White Noise
An Electric Storm
Universal
1969; r: 2007
B+



a minute and a half into “Love Without Sound,” the first track on White Noise’s An Electric Storm, John Whitman sings “But now the laughter turns pale” with a voice that sounds like he’s pinching his own nose. A woman’s laughter ricochets. It turns into a quiet sob. The song, a trippy churn of goth-pop, dissolves for a minute; the synths detune and smear over the rest of the track like gore while clacking sound effects accelerate. A woman has an orgasm. On “My Game of Loving,” lots of people have orgasms. Then they fall asleep and snore. “Here Come the Fleas,” complete with honk-honk and boing-boing and fart-fart noises, is psych slapstick. Bewilderingly, it ends with a come-on.

It’s true that An Electric Storm, first released in 1969, is a triumph of tape edits and a pioneering work of electronically based pop. Yes. And the group was a quasi-arranged marriage of an American electronics engineer and double bassist (David Vorhaus) and two BBC composers, Delia Derbyshire and Brian Hodgson (noted for their work on Dr. Who) by Island Records’ Chris Blackwell—that’s true too. But historical achievement and pedigree are easily the most sterile and perfunctory subjects you could cover when dealing with a reissue. What makes An Electric Storm still sound resonant is its emotional tenor: hilarious, strange, and volatile. There is no better metaphor for the reconciliation between the carefree, genital stench of American psych and its mannered British counterpart than the image of three scientists with microphones standing over a pile of hippies fucking each other.

But there’s a lot of birthing and bridging on An Electric Storm worth considering. A little more than half the album is filled with what are ostensibly pop songs: they have structure, melodic hooks, and they’re all roughly around three-and-a-half minutes. Some of the music is charmingly dated—“Firebird” would’ve been Spinal Tap’s version of late-60s Beach Boys with more dumb sound effects—but the atmosphere on most of the songs is remarkable, even today. “Your Hidden Dreams” has all the haze and lilt of Broadcast; “Love Without Sound” sounds, for a minute, like Throbbing Gristle—two bands for whom electronic texture has pretty much recouped for anything they don’t attend to in song structure. The album’s second half, however, gives way to two longer pieces: “The Visitations,” which is a sort of “Leader of the Pack” scenario but about eight minutes longer and with 100% more scary (campy?) whispering, and “The Black Mass,” which lets the trio squirt out whatever sonic malevolence they have left in the form of free-rock drumming drizzled with a lot of stock bad trippery.

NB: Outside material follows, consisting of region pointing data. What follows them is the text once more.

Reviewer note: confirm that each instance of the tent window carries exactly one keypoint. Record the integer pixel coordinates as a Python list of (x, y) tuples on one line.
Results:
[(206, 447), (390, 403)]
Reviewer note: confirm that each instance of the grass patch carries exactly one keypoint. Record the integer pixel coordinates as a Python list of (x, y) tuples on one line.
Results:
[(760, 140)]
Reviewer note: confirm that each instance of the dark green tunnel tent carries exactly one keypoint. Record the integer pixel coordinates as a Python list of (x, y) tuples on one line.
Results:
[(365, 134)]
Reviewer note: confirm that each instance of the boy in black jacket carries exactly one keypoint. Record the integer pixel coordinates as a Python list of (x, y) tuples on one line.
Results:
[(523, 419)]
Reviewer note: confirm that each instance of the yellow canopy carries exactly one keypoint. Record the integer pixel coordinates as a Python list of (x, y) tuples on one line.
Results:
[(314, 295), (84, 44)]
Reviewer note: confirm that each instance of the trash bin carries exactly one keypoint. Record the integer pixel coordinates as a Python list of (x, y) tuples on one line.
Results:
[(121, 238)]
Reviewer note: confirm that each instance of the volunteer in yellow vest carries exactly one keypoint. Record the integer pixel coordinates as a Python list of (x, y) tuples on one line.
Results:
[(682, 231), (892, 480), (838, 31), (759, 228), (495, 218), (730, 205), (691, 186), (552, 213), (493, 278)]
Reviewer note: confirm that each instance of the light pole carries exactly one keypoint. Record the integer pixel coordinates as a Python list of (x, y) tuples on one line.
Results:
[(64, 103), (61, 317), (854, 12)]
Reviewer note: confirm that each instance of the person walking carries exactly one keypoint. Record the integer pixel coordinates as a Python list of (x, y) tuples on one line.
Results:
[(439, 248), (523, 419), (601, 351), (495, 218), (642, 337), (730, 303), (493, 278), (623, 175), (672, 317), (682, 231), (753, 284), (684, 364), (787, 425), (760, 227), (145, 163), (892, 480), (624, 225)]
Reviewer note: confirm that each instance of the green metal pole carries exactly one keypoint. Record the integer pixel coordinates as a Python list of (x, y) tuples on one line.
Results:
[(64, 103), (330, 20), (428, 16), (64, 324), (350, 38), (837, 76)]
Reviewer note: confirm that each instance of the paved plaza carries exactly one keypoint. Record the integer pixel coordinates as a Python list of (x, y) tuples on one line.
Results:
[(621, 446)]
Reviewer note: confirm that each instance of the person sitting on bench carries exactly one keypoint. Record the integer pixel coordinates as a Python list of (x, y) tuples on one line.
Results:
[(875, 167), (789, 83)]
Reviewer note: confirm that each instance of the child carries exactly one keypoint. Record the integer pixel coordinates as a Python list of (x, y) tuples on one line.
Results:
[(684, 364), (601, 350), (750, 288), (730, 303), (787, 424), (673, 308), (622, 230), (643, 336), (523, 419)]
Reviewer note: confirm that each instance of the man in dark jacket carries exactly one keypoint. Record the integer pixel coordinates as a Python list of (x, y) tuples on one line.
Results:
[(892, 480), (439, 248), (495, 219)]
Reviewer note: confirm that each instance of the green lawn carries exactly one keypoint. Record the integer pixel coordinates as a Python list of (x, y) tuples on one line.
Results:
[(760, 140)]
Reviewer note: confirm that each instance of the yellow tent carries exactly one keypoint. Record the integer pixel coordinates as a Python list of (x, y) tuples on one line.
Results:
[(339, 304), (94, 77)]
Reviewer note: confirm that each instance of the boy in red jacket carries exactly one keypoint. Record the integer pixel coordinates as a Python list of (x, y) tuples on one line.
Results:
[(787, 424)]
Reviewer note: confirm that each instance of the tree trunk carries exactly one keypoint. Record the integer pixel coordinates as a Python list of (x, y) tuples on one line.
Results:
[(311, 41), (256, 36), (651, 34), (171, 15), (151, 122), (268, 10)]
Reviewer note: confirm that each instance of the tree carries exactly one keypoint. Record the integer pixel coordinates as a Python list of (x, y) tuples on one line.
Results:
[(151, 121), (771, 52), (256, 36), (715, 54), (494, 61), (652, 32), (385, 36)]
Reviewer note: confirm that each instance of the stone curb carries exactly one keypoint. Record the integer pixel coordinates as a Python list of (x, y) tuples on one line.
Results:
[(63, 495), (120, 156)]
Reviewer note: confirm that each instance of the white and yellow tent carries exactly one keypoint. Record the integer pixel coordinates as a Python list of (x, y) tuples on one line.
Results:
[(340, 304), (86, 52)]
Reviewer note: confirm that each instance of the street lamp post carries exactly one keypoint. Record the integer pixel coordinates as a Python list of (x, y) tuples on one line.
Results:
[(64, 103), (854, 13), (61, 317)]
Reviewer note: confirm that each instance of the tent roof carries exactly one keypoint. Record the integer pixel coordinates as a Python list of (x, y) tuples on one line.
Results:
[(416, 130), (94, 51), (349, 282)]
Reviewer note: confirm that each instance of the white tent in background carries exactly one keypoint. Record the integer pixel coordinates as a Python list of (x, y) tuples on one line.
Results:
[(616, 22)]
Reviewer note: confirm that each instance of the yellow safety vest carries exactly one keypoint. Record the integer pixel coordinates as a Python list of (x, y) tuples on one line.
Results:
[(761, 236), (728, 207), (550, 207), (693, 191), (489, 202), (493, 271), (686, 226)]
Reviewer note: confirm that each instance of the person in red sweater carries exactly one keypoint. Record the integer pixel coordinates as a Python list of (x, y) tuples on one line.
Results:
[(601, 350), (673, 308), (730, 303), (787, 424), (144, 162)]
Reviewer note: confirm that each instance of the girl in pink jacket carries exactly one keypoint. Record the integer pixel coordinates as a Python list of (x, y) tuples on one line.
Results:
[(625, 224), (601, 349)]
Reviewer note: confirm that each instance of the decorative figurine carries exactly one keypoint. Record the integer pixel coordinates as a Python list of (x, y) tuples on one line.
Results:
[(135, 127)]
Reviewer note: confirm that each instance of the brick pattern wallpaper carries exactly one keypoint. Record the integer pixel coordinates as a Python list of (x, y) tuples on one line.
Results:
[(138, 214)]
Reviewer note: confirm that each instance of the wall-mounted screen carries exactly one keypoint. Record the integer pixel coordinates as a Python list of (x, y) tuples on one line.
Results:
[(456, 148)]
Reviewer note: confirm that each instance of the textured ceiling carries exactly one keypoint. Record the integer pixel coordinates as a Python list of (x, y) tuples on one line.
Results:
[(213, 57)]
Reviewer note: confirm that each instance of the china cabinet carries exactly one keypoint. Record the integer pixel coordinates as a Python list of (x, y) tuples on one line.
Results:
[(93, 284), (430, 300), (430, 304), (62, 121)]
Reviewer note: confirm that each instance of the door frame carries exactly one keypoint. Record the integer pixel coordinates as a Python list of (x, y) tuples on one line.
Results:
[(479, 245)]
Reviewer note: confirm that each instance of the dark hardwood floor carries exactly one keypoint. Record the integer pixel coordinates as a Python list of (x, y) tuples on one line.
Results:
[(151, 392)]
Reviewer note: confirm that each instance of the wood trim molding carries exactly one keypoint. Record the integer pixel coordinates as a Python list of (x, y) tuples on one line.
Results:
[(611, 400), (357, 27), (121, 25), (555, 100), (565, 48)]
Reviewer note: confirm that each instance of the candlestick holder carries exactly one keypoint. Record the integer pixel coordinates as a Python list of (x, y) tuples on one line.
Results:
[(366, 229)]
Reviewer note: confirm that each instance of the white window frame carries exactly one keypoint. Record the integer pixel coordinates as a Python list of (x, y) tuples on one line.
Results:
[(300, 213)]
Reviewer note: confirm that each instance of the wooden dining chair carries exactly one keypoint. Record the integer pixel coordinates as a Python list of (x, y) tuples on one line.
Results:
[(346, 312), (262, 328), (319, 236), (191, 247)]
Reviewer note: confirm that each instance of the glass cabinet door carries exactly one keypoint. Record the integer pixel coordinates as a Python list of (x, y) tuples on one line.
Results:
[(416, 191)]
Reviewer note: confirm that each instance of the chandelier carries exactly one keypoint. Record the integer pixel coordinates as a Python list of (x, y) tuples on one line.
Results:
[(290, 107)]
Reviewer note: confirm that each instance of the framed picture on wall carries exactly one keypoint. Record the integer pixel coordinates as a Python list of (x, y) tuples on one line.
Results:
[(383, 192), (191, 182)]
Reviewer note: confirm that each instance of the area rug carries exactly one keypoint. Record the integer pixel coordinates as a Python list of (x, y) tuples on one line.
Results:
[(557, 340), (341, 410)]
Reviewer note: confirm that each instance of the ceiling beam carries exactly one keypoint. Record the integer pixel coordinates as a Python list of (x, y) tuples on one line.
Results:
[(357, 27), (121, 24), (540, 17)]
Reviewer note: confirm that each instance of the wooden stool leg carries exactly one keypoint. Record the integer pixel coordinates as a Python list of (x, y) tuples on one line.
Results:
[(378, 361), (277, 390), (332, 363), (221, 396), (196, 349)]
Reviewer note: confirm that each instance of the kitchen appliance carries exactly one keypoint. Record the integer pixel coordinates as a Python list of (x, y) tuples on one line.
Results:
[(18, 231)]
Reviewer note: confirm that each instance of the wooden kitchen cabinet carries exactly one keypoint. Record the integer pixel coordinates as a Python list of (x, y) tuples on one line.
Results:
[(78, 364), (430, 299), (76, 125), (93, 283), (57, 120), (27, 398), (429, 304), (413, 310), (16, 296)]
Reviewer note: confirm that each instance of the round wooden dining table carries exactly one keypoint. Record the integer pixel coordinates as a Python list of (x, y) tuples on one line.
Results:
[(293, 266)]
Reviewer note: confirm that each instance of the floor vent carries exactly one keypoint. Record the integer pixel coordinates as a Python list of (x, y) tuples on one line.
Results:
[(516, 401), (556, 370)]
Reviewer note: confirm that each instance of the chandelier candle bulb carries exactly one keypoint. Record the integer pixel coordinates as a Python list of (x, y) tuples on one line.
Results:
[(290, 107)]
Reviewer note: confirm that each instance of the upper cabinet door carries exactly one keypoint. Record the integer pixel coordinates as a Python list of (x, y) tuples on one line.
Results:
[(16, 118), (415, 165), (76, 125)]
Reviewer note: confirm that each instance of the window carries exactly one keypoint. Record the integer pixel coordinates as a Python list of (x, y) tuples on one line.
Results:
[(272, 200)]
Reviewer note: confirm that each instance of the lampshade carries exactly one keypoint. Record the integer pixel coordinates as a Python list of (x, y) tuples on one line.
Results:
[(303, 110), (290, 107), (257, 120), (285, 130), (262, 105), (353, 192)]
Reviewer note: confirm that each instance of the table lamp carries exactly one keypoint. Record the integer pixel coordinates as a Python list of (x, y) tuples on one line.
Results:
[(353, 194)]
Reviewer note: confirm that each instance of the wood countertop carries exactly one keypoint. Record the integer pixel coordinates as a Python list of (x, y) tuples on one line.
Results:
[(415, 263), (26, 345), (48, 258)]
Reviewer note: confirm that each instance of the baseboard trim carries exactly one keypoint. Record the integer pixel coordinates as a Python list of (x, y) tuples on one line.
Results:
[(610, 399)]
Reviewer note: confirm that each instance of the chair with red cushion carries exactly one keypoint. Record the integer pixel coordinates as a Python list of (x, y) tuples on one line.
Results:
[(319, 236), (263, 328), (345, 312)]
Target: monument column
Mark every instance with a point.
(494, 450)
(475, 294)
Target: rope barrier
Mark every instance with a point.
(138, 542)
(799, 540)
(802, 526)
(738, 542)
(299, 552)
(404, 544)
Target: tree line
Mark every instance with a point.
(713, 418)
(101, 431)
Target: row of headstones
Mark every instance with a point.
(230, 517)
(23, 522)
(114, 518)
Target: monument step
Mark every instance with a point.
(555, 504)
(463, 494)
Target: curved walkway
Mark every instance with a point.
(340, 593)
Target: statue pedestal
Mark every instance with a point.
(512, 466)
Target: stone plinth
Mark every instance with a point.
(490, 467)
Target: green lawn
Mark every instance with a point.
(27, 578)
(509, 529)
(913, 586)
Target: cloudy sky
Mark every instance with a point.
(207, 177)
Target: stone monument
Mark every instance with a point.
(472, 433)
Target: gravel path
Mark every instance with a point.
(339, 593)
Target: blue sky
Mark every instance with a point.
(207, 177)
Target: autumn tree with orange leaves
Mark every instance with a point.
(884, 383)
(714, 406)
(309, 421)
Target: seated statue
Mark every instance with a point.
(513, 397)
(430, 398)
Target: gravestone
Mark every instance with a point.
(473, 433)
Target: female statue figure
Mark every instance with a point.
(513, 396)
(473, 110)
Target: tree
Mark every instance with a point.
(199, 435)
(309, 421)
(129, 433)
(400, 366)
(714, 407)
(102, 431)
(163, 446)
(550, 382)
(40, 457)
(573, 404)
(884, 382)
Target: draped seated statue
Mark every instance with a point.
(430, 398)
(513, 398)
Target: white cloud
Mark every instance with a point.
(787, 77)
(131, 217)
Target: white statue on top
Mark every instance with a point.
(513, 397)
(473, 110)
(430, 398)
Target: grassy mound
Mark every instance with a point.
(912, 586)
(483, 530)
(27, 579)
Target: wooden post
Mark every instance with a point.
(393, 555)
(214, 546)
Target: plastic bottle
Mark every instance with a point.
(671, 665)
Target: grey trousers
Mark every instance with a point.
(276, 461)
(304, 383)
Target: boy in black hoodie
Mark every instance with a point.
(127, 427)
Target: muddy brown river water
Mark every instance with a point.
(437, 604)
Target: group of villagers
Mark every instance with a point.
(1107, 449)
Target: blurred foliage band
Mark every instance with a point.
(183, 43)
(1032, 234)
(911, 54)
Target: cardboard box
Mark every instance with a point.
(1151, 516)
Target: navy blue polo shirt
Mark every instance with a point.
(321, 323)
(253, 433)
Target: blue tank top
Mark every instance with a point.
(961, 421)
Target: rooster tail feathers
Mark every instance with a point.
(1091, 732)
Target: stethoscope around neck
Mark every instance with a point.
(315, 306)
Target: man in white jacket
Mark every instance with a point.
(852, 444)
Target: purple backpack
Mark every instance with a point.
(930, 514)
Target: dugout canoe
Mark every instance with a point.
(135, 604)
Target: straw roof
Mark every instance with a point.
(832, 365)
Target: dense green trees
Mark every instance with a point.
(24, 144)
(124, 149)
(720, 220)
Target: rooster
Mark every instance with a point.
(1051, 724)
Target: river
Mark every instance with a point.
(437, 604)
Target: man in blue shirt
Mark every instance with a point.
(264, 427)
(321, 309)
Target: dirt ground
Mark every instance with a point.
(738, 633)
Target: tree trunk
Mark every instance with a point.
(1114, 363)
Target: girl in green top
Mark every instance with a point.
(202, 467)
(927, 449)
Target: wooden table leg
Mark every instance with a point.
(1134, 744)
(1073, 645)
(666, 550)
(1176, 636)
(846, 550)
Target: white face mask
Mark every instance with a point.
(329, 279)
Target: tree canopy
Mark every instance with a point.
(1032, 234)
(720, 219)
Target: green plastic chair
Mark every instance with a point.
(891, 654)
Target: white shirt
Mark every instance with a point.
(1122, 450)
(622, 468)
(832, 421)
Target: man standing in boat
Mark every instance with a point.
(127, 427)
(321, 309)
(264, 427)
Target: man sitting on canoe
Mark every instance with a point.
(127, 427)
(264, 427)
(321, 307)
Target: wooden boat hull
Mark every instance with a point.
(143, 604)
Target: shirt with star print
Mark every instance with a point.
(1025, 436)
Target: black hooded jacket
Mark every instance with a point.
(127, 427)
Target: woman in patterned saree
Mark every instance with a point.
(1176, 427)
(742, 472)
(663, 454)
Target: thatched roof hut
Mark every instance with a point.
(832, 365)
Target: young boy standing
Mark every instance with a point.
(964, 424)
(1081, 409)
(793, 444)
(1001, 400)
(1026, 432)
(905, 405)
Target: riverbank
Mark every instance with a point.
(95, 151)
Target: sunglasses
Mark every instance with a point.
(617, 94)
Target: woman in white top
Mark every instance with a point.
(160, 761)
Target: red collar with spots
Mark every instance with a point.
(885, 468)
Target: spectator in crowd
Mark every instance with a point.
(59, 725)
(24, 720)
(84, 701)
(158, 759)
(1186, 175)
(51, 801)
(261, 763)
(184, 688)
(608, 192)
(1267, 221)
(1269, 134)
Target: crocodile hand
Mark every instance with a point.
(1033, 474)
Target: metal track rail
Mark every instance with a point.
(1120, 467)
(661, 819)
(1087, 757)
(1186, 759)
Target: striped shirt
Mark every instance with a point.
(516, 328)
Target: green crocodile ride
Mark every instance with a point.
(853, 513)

After the ambitions of the first half, the belt loosening on the second can be a little bit of a slog. But that’s not to say that An Electric Storm isn’t something of an essential record—a lot came together here that hadn’t come together beforehand, and hasn’t come together with such charm since. In a way, it’s the archetypal ’60s psych one-off (even if Vorhaus continued to record with the name sporadically since then). It’s as insular and gross as Zappa, as corny as Strawberry Alarm Clock or any drippy Nuggets forgettables, as radical as Stockhausen or Subotnick’s experiments in electronics. Most importantly, it embodies its era’s contradictions—psychosexual trauma finally sounded funny, free love finally sounded stupid, and some nerds sitting over endless reels of tape with a razorblade finally sounded like they wanted to make you feel something, even if it was nauseous.